A bit later, another (but different) person of color discusses the fact that “there is a lot of anger out there”–and offers her explanation.
“It’s not always to do with race anyway. People like to get angry about something. A lot of the time they’re just looking for an excuse. I feel sorry for them. I think for a lot of people . . . there’s nothing much going on in their lives. Emotionally, I mean, maybe their marriages have dried up, or everything they do has become a kind of habit. I don’t know. But they don’t feel much. No emotional stimulation. We all need to feel things, don’t we? So, when something makes you angry, at least you’re feeling something. You get the emotional kick” (44-45).
I hate the condescension of this, the Thoreau-like claim of “lives of quiet desperation.” But this comment gets at the fact that there is something false about all the staged anger out there–right and left. It all dissipates so quickly and rarely connects up to action of any sort. Pure catharsis in so many instances. Anger for it’s own sake, a kind of emotional aestheticism. Partly an internet effect: the ability to grab the public stage to display your anger, plus the need to be more and more outrageous in order to garner any attention.
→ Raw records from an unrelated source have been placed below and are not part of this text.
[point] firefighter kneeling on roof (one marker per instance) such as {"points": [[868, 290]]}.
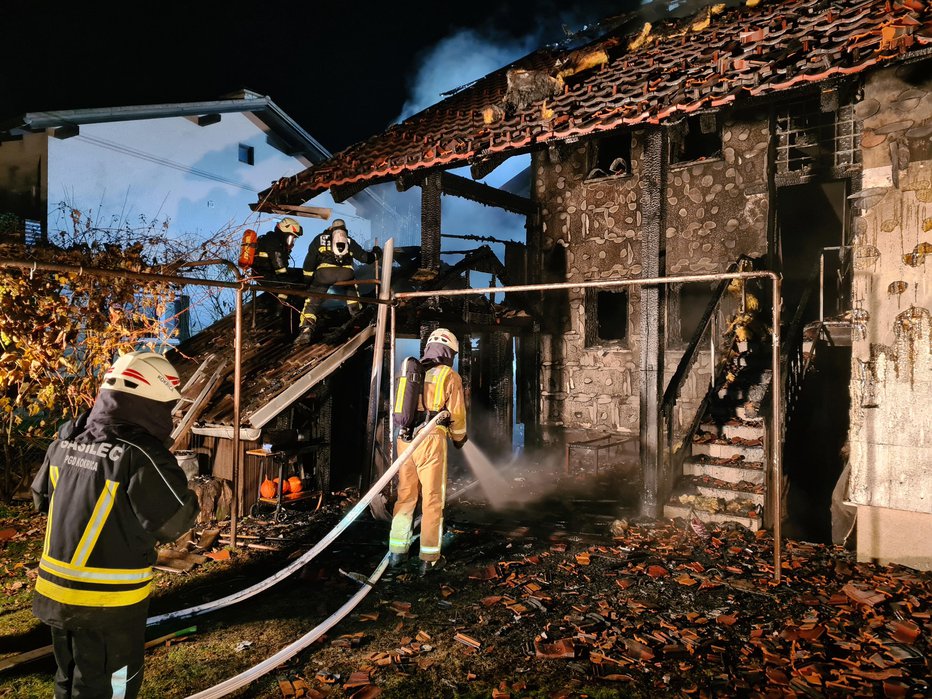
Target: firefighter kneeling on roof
{"points": [[330, 260], [426, 470], [112, 490]]}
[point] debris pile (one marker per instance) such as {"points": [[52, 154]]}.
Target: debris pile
{"points": [[661, 612]]}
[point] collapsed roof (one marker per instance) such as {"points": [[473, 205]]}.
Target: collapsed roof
{"points": [[661, 73]]}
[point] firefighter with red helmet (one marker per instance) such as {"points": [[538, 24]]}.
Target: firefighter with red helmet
{"points": [[273, 254], [112, 491], [426, 471], [330, 260]]}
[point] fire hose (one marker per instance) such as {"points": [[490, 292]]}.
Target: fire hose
{"points": [[304, 559], [288, 652]]}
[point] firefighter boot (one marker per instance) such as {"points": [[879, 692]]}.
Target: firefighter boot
{"points": [[307, 332], [428, 567]]}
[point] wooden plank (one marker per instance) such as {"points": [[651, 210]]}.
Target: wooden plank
{"points": [[180, 433]]}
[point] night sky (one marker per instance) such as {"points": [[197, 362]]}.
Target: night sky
{"points": [[343, 70]]}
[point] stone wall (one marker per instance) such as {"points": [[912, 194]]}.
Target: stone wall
{"points": [[716, 209], [891, 424]]}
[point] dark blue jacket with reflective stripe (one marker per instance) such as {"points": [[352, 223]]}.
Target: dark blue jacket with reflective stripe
{"points": [[109, 502]]}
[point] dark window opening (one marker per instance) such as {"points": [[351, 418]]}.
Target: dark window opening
{"points": [[687, 306], [612, 156], [606, 317], [33, 230], [695, 138], [247, 154]]}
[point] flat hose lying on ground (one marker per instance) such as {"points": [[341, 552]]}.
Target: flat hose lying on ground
{"points": [[298, 563], [289, 651], [256, 671]]}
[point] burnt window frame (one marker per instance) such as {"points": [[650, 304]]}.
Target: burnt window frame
{"points": [[694, 125], [246, 154], [592, 324], [675, 337], [597, 156]]}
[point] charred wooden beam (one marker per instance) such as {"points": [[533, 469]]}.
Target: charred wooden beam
{"points": [[485, 166], [651, 204], [430, 226], [457, 186], [343, 192]]}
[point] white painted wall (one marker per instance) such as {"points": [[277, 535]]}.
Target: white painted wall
{"points": [[182, 176]]}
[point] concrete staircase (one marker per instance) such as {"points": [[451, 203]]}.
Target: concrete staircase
{"points": [[723, 478]]}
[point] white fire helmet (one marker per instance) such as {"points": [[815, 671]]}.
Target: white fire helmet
{"points": [[289, 225], [444, 337], [145, 374]]}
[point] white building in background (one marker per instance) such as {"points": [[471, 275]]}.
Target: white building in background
{"points": [[187, 171]]}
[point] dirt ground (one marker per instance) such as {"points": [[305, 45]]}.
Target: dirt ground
{"points": [[561, 596]]}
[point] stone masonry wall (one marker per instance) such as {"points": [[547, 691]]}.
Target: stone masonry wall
{"points": [[891, 423], [716, 210]]}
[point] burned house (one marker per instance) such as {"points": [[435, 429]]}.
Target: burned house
{"points": [[792, 137]]}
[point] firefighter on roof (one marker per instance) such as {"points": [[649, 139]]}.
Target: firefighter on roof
{"points": [[330, 260], [112, 491], [426, 470], [273, 252]]}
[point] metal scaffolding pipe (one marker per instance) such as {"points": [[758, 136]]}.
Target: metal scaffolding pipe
{"points": [[179, 280], [776, 417]]}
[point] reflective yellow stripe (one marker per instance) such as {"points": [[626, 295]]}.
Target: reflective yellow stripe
{"points": [[437, 399], [402, 383], [91, 598], [96, 524], [53, 477], [111, 576]]}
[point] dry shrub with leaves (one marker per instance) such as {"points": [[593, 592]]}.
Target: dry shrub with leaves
{"points": [[59, 331]]}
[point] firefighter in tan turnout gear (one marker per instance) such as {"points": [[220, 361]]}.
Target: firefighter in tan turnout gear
{"points": [[330, 260], [112, 491], [426, 470]]}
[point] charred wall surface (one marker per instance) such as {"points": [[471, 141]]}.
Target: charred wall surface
{"points": [[891, 425], [591, 228]]}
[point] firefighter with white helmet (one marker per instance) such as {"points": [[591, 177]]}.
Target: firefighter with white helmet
{"points": [[330, 260], [112, 491], [426, 471], [273, 254]]}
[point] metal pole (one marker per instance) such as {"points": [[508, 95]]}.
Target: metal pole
{"points": [[237, 385], [176, 279], [391, 384], [776, 428], [378, 353], [606, 283], [822, 286]]}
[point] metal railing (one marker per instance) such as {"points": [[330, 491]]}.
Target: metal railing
{"points": [[677, 445]]}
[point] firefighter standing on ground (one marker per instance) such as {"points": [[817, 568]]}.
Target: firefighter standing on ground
{"points": [[273, 253], [426, 470], [329, 260], [112, 490]]}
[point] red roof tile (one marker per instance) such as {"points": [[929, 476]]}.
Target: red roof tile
{"points": [[681, 67]]}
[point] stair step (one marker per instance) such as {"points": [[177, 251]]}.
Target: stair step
{"points": [[730, 494], [730, 472], [727, 450], [671, 511], [735, 429]]}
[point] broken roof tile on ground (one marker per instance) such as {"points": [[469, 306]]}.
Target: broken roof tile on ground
{"points": [[666, 614]]}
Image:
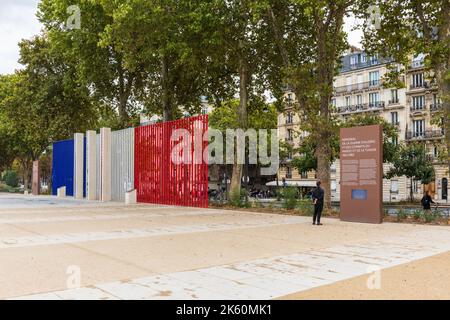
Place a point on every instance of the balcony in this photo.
(375, 106)
(358, 87)
(424, 135)
(417, 64)
(435, 107)
(289, 140)
(423, 85)
(360, 65)
(394, 101)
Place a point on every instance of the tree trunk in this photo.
(236, 177)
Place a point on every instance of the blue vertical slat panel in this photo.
(63, 166)
(122, 163)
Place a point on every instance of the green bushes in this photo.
(290, 198)
(239, 200)
(402, 214)
(306, 208)
(11, 179)
(417, 215)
How many hits, how many likes, can you grab? All with some awareness that the internet, like the stage, is not real; it’s a virtual space disconnected from actual interactions with others.
The right does traffic in this anger more than the left (which traffics instead in condescension.) What seems real enough in the anger–and deeply scary–is the desire to hurt other people. A kind of indignation tied to fantasies (let’s hope they stay fantasies) of violence. As long as it all remains a video game, that desire is at least somewhat contained.